I found many of my favorite small bands and content creators in subs like r/doommetal, r/OSR, and r/boardgames, and the amount of good advice I got in subs like r/professors, r/luthier, and r/chempros is impossible to overstate.
I’ll miss my reddit niches, and I just hope the Lemmy niches eventually grow up to be a real replacement for those communities.
Now that I think about it, what if someone created a Lemmy instance that just… Mirrors chosen Reddit subreddits 1:1 via a scraping bot? So that if you wanted content from a subreddit, you could just subscribe to it on that instance, or ignore it if bot content isn’t what you want. It could work for smaller more niche subreddits (because I suppose that you would quickly run into a throttling problem or bot detection otherwise), but it may kickstart a few communities.
Yeah. They do not realize that despite “their traffic being back to normal” they destroyed their monopoly status. It’s a slow rot. But a rot that will kill their value eventually. And I am here for it.
On the bright side for them, they still have a commercial monopoly. The number of ads might go up while the quality of the content goes down.
I’m okay with this. As long as Lemmy is thriving with good content, that’s all I care about.

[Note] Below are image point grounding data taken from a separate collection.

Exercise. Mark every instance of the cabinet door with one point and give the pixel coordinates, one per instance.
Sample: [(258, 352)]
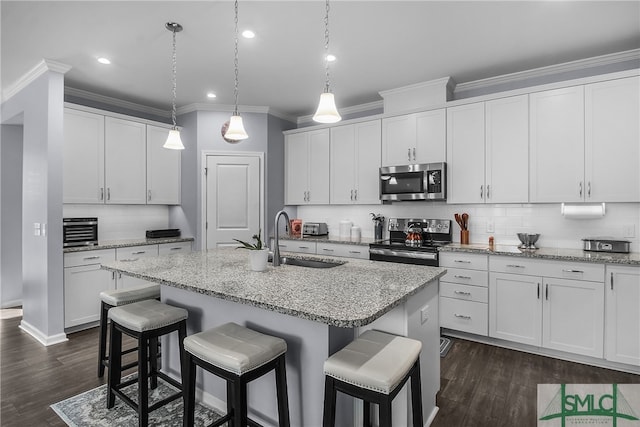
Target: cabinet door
[(83, 157), (573, 316), (318, 190), (612, 156), (296, 153), (367, 160), (556, 161), (515, 308), (431, 140), (343, 164), (125, 161), (163, 169), (465, 153), (507, 150), (82, 287), (622, 298), (398, 140)]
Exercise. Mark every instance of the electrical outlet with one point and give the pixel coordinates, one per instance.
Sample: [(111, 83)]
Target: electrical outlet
[(629, 231), (491, 226)]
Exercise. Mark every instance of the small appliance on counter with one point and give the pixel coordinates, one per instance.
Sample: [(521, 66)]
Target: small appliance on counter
[(315, 229), (159, 234), (605, 244)]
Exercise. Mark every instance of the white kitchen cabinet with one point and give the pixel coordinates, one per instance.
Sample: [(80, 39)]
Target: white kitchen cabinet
[(612, 151), (163, 169), (83, 157), (556, 161), (307, 168), (414, 138), (355, 163), (622, 316), (125, 161)]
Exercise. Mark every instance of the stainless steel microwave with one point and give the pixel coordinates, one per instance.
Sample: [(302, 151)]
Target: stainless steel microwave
[(414, 182)]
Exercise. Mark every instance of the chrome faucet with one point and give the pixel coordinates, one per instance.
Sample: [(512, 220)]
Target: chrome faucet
[(276, 240)]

Dropped Reddit a month ago after 12 years of daily use and while it was tough in the initial days Lemmy/Kbin activity has really picked up and is beginning to absolutely fill the gap. Just need the apps and a bit more stability and think it’s going to be a proper successor.
Same here.
There are a few (very few) communities I am still waiting to become active and useful here but Reddit has been moved to page 4 or my social media folder and I rarely ever scroll to it.
Good riddance too. The move to Lemmy/Kbin also pushed me back onto Mastodon and I could not be happier.
Is there a 101 for dummies about lemmy/kbin/mastodon? I dont know what any of those words mean
Edit: just realized kbin isnt on there. Kbin is another Lemmy-affiliated site, but it also lets you see mastodon posts. You need a seperate kbin login to use it, but the site looks similar and behaves similarly to any Lemmy instance.